Do the Exhibits Really Matter?
Updated: May 17
Lawyers often draft contracts with attached exhibits to simplify the contract language by moving details out of the body of the contract and into the exhibits. For example, an asset purchase agreement might have separate exhibits to include a list of assets being purchased, a list of excluded assets being retained by the seller, and a list of contracts being transferred to the buyer. The exhibits are an integral part of the contract.
If the exhibits are so important, why do many contracting parties sign contracts with blank exhibits? Perhaps no one thinks the exhibits are important. Perhaps the parties are so focused on negotiating the contract that they run out of time to pull together the exhibits before signing. Perhaps the parties think it's too difficult to pull together the exhibits, so they just skip it. Perhaps the parties think that everyone knows what is meant to be included in the exhibits.

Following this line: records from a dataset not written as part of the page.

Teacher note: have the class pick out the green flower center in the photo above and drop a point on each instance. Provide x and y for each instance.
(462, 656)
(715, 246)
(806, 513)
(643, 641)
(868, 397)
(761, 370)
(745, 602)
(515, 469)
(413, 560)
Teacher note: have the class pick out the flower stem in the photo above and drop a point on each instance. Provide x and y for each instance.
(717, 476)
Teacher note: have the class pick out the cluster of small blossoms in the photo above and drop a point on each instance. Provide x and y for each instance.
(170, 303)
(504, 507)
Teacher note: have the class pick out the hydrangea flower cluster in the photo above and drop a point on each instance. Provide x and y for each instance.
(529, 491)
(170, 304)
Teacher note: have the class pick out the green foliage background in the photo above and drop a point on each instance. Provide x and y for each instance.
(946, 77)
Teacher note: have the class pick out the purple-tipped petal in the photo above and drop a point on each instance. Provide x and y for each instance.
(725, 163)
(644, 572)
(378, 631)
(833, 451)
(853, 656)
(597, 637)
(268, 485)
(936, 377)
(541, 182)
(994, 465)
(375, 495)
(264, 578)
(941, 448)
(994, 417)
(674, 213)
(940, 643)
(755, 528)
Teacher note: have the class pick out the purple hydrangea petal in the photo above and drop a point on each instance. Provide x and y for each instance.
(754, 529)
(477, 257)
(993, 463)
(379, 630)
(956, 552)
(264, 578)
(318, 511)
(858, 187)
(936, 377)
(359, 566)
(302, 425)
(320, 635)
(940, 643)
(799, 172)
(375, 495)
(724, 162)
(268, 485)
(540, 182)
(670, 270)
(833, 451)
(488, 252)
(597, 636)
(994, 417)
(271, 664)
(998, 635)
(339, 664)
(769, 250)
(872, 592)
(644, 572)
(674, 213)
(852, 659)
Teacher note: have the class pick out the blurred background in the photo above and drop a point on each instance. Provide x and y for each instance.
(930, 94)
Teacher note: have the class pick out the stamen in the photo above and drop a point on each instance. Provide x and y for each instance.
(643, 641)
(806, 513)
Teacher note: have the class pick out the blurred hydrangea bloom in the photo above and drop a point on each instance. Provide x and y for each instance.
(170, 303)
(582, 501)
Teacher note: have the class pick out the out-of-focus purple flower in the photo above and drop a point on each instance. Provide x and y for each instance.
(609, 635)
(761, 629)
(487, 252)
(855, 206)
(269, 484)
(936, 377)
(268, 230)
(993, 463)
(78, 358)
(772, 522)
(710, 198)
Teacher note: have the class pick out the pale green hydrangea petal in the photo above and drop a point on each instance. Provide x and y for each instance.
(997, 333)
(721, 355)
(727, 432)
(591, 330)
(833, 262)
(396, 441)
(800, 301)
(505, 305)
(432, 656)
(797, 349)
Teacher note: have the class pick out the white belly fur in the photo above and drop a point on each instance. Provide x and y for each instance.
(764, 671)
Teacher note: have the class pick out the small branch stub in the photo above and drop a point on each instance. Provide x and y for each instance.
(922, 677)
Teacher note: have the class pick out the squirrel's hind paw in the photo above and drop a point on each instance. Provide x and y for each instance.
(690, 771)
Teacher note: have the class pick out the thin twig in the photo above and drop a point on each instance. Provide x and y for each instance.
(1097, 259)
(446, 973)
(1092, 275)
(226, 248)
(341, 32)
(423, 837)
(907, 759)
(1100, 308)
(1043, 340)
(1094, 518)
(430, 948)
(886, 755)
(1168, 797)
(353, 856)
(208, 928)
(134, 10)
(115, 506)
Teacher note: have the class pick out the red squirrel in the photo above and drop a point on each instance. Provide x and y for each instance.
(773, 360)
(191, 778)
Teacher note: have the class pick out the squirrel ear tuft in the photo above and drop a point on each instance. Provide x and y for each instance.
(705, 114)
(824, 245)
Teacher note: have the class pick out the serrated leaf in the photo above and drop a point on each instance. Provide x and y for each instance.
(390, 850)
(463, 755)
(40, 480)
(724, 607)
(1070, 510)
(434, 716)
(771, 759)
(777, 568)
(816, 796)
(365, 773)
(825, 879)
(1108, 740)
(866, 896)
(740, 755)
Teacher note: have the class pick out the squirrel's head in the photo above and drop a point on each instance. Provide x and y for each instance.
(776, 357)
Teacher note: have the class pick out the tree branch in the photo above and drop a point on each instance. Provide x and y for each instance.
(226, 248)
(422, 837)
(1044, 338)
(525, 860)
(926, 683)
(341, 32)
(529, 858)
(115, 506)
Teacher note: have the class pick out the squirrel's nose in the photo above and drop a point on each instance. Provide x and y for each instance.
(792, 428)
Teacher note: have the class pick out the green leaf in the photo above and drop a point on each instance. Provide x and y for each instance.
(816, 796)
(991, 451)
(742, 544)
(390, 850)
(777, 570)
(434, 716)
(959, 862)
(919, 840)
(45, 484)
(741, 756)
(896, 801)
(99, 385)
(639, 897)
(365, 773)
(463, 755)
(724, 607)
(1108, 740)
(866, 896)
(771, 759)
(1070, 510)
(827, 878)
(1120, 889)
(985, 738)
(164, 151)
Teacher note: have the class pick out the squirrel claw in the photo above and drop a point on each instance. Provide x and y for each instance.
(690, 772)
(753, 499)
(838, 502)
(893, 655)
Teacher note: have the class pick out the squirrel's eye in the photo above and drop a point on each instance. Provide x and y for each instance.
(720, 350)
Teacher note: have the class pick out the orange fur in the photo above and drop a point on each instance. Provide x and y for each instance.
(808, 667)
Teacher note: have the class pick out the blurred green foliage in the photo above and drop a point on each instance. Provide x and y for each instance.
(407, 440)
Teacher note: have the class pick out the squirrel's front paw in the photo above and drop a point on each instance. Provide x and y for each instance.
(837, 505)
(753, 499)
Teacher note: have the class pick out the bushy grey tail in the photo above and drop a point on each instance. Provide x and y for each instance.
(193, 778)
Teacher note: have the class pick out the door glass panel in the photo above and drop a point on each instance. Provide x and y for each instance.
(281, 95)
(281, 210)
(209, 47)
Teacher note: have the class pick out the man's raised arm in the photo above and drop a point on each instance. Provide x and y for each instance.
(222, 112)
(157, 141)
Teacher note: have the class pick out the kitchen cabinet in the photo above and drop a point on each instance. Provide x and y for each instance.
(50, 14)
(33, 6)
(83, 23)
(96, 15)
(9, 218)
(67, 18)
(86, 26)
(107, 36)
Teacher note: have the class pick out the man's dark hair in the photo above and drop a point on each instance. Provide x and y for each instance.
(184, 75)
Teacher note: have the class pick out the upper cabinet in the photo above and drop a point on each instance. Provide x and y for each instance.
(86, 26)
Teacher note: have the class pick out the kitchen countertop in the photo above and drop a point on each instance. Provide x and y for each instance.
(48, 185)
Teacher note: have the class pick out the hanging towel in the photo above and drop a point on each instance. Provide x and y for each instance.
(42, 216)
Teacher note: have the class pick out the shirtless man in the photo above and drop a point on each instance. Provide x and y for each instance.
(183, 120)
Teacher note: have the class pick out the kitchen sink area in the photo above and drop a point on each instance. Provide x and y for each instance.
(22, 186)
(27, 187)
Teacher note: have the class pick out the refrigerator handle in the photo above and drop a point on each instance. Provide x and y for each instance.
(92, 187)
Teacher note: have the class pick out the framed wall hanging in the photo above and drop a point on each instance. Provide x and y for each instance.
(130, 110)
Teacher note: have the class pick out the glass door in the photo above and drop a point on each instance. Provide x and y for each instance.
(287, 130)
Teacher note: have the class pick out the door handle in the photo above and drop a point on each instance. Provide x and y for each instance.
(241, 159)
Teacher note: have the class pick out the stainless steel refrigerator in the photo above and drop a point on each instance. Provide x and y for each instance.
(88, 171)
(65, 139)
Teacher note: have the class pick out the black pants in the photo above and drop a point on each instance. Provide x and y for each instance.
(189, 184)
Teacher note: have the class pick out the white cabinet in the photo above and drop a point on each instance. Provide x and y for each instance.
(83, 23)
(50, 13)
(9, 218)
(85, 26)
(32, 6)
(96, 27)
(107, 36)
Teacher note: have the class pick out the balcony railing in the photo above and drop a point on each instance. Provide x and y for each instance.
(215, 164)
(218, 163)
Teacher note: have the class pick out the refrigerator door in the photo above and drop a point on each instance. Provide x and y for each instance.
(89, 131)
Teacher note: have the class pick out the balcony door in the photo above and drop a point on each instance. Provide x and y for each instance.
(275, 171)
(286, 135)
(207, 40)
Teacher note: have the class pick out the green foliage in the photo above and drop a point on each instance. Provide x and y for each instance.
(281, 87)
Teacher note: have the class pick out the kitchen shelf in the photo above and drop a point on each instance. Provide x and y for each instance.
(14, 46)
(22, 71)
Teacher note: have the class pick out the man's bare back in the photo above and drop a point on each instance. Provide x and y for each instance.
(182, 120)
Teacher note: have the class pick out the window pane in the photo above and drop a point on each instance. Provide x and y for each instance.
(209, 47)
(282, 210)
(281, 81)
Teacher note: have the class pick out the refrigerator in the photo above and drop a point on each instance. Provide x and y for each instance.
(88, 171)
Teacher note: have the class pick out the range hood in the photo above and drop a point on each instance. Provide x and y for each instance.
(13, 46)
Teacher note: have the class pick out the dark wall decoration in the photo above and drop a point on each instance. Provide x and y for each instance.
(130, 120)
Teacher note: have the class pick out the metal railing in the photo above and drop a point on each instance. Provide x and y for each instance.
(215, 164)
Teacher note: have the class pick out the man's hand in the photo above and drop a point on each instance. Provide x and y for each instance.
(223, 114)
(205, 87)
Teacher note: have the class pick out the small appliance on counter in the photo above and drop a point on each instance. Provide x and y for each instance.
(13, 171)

Or, perhaps the parties think they will get the exhibits together after the contract has been signed (unlikely). Whatever the reason, failing to complete the exhibits before signing is extremely risky because significant details of the agreement are being left out.
If you are negotiating a contract that will include attached exhibits (or schedules), then treat the exhibits with the same importance you are treating the rest of the contract and make sure the exhibits are completed and attached before you sign. Otherwise, you risk entering into an agreement that doesn't contain all the details you need.